You should also talk about who will be responsible for paying off the balance. Will you pay for everything, or will your child pay for recreation and splurges?
"It's really awkward if you're trying to discuss this after the fact," Douglas says. "The more you talk ahead of time, the better things are."
Credit cards for young adults
In most places in Canada, you cannot get a credit card until you are 18; in some provinces, the minimum age is even 19. If you want your younger teen to have credit experience, you may be able to make him an authorized user on your credit card account, though not all issuers offer this option to those younger than 18.
Even if that's your situation, if your child is still at home when he or she turns 18, allowing them to become an authorized user at that point can still be beneficial before they head to university. An authorized user gets their own card but shares your account's card limit. Some issuers allow the primary cardholder to set separate limits per authorized user. You are usually responsible for whatever charges they ring up, so be sure to keep an eye on your bill.
If your child is 18 or older, you can co-sign on a credit card for her. In fact, the bank may require a youth to have a co-signer, as they need to build up their credit profile before they'll be able to get a card on their own. A co-signer is also liable for any debt on the account, so if your child doesn't pay up, you'll have to do it for him.

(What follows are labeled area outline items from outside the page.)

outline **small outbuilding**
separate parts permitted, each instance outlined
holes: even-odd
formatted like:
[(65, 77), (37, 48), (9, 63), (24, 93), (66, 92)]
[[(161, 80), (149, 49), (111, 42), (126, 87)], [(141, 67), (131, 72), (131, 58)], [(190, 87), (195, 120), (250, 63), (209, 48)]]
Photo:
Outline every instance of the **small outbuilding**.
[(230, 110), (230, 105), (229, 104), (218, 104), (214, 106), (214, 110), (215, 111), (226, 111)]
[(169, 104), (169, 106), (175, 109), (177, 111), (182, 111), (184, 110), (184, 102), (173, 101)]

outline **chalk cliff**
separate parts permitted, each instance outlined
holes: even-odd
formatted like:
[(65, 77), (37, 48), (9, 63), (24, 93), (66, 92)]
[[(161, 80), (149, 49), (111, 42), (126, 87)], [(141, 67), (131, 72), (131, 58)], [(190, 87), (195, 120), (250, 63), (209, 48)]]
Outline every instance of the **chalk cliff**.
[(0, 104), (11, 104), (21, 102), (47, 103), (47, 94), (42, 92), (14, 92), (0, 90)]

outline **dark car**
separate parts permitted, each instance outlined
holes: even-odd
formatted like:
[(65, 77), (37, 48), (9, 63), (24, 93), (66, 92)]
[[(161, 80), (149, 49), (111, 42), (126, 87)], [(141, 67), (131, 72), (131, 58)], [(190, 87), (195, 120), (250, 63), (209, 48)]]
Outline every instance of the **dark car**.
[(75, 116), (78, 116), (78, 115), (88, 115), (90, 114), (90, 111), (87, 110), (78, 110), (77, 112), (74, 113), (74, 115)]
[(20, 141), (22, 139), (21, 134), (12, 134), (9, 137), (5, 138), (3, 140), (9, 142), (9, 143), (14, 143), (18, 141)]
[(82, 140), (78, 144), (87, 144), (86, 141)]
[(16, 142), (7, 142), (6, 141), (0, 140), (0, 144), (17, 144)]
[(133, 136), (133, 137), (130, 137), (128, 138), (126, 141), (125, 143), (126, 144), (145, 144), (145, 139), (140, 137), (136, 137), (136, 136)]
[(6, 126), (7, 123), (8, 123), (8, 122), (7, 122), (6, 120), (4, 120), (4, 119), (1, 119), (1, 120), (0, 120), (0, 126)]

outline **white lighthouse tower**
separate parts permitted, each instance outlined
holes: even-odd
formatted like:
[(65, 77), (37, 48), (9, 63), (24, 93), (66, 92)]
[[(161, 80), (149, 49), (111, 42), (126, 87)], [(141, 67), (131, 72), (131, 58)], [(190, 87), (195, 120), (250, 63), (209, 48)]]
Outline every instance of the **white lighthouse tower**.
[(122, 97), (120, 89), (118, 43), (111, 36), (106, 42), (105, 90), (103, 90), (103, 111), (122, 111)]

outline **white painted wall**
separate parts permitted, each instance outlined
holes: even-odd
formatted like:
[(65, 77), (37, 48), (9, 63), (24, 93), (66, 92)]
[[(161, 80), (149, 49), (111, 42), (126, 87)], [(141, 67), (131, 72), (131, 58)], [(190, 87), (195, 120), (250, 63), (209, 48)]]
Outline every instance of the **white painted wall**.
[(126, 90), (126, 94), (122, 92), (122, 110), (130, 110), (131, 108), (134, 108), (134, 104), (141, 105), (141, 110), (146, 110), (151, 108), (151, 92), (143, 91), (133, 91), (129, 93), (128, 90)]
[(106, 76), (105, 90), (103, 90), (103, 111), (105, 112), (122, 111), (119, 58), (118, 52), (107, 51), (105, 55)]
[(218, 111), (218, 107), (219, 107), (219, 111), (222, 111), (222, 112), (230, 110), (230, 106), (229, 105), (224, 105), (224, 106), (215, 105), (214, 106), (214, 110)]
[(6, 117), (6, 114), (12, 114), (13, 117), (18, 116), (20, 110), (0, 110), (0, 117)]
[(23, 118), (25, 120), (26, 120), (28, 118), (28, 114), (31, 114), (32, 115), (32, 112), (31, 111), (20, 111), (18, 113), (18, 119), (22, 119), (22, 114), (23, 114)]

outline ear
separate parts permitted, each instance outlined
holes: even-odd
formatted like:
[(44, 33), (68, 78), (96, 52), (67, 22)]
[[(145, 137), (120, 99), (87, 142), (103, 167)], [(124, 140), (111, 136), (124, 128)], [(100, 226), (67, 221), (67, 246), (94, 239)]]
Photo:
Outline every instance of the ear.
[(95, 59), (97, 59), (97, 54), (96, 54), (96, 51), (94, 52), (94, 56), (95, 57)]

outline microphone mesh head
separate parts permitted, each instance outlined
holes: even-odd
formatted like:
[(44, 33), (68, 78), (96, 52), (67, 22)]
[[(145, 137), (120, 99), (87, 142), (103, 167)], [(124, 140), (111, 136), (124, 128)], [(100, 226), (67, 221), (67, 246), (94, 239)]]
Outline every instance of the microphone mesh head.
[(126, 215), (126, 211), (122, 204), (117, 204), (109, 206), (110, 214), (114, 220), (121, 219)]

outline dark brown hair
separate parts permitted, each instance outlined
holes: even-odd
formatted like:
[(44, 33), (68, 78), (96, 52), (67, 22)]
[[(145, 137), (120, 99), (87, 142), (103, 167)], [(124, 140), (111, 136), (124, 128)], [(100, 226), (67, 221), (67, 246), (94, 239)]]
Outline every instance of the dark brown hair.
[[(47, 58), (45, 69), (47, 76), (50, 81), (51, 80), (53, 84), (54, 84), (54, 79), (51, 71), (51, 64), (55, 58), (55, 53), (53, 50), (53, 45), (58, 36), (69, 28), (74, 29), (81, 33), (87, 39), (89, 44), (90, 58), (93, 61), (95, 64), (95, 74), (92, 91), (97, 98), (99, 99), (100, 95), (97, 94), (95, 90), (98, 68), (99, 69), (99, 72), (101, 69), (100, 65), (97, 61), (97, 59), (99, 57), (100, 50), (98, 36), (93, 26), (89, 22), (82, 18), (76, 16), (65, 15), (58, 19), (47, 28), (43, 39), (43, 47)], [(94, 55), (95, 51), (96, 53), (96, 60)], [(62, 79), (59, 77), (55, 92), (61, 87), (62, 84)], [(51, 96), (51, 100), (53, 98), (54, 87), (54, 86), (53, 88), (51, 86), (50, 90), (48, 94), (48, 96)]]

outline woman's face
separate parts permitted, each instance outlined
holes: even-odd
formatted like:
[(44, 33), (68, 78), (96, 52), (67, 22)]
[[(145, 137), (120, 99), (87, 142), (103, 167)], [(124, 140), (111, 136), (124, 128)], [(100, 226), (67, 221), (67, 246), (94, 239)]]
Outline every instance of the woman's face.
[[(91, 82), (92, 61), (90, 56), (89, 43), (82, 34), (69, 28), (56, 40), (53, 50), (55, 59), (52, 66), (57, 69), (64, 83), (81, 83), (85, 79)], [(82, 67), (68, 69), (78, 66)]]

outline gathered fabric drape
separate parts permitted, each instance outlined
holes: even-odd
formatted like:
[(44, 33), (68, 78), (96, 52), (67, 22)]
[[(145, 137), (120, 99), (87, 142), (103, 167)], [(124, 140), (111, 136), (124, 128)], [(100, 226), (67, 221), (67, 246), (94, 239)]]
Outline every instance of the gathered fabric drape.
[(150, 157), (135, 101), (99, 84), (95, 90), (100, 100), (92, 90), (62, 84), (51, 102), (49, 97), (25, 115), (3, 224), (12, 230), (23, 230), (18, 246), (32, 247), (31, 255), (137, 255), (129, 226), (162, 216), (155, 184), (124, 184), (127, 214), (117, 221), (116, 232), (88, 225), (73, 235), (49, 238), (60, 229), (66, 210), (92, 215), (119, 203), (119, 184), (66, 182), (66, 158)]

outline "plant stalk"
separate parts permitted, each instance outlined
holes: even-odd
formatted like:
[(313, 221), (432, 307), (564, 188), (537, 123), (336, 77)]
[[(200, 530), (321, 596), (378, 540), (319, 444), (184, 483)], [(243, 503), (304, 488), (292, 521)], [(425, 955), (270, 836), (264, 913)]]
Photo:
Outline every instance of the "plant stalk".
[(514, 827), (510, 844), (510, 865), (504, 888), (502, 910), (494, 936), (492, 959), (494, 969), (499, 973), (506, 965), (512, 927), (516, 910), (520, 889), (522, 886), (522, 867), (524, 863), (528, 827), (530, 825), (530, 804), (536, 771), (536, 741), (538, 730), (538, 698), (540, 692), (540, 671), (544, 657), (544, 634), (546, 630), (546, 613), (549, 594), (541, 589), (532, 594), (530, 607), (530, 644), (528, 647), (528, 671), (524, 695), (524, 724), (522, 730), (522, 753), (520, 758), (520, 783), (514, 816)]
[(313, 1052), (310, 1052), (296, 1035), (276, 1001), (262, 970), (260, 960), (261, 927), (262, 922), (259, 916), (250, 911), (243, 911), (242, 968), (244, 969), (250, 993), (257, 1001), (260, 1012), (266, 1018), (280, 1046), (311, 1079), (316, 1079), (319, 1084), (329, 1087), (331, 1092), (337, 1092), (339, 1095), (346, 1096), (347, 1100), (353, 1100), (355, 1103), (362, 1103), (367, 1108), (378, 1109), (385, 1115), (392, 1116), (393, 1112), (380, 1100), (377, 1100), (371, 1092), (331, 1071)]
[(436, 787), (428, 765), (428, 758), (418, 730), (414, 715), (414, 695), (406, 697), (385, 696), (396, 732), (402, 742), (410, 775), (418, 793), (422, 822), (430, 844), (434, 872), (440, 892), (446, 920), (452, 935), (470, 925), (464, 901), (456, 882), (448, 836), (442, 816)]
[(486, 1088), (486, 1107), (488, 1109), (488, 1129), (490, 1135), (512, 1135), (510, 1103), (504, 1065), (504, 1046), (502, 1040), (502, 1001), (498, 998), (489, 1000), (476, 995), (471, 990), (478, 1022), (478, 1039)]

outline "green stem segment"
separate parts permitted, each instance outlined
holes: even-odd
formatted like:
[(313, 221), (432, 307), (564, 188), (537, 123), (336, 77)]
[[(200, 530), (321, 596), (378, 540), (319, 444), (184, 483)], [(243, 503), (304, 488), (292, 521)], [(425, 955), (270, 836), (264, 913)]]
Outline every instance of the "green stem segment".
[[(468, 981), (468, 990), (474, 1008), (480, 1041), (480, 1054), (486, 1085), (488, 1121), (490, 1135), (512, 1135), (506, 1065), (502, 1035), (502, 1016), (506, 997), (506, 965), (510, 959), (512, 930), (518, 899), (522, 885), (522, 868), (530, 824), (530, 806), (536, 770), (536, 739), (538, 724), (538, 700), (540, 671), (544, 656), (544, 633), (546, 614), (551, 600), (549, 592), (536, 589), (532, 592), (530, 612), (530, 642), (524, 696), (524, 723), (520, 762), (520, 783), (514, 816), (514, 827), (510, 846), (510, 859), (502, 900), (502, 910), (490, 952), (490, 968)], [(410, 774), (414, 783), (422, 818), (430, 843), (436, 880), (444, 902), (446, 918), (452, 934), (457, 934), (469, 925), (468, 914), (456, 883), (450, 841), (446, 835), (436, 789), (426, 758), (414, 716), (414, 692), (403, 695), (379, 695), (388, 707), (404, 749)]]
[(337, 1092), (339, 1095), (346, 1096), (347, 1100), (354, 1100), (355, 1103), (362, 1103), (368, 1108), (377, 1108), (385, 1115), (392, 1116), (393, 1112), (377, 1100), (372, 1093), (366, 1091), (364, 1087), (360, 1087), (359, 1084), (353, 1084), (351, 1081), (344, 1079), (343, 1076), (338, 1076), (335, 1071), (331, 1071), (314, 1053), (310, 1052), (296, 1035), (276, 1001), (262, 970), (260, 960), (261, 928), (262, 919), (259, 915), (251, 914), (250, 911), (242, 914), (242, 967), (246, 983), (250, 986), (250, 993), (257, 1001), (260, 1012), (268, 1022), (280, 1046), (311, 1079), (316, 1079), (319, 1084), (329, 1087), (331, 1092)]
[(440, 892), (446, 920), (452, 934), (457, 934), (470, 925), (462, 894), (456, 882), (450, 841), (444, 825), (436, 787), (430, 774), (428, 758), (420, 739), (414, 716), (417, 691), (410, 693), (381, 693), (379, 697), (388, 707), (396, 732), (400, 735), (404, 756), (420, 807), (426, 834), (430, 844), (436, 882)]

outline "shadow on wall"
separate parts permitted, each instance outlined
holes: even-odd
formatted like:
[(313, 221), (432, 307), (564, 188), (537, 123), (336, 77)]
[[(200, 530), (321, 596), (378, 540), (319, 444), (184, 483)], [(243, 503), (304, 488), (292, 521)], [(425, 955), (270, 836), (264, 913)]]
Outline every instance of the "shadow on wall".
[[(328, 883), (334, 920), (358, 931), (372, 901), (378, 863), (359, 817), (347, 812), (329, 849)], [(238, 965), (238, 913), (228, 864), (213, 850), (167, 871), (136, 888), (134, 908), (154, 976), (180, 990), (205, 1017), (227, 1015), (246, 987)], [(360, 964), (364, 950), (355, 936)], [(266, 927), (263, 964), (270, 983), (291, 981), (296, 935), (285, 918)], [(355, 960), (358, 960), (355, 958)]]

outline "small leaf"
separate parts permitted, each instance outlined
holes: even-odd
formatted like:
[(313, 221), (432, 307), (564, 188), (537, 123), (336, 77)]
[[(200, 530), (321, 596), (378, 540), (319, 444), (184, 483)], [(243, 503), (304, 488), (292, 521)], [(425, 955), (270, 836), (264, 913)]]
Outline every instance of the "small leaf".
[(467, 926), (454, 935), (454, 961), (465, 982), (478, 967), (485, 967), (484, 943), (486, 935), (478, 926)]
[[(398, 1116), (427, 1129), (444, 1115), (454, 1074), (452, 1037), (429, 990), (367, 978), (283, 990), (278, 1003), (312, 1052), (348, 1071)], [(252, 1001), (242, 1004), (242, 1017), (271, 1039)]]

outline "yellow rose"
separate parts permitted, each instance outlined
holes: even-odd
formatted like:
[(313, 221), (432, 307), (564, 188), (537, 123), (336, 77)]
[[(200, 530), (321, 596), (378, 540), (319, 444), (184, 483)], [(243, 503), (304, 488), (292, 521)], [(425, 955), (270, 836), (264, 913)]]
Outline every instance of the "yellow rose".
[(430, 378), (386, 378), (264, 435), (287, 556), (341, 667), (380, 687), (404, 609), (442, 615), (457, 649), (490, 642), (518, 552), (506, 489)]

Here are some low-fee cards your teen or young adult might want to consider to get started on building a credit history to be proud of:
Visa Desjardins card
for students only.
This card comes with a few options. Want a low APR of only 12.9 per cent? Pay a $30 annual fee. If your teen is certain he will rarely run a balance, however, going for the no-fee option might be a better bet. The trade-off is a 19.9 per cent rate, which is still cheaper than other similar cards. In addition, the card offers travel and accident insurance and Visa payWave technology, which allows you to make contactless payments.
RBC Cash Back MasterCard.
Not only is there no annual fee, this card includes purchase protection and extended warrantee, which protects card purchases against loss, theft or damage for up to 90 days and doubles the manufacturer's warranty. Plus you can earn rewards: 2 per cent cashback credits on groceries and 1 per cent on everything else. Once those credits reach $25, you can cash them in. The card features a 19.99 per cent interest rate on purchases and MasterCard PayPass contactless payment technology, which allows you to make contactless payments.
Scotiabank Scene Visa.
Who doesn't like to kick back at a movie theatre after exams? This no-fee credit card allows users to earn one Scene point for every dollar spent. For every dollar spent at participating theatres, you earn five Scene points. Points can be redeemed for movies, music and other entertainment rewards. Sign-up bonuses vary, but the Scene card usually comes with bonus points just for signing up or making your first purchase. It features a 19.99 per cent interest rate on purchases and Visa payWave technology.
BMO SPC CashBack Student MasterCard.
This card offers 1 per cent cashback on all purchases and no annual fee. Cardholders also receive 10 per cent to 15 per cent discounts at hundreds of merchants partnered with the loyalty program, plus get exclusive deals and access to concerts, movie premieres, sports events and other entertainment. The card also features purchase protection and extended warranty.
For the true tech-savvy millennial, the branchless bank Tangerine might be appealing. It offers a somewhat customizable credit card with no annual fee and 2 per cent cashback in two purchase categories of your choice, plus 1 per cent cashback on all other purchases. The rewards can be applied directly to your credit card balance or put into a Tangerine savings account. If you opt to deposit your cashback into the savings account, you'll also get to choose a third cashback rewards category.
MBNA Rewards Student Awards MasterCard.
This straightforward rewards card offers one reward point for each dollar you spend. The card has no annual fee and the amount of points you can earn is unrestricted.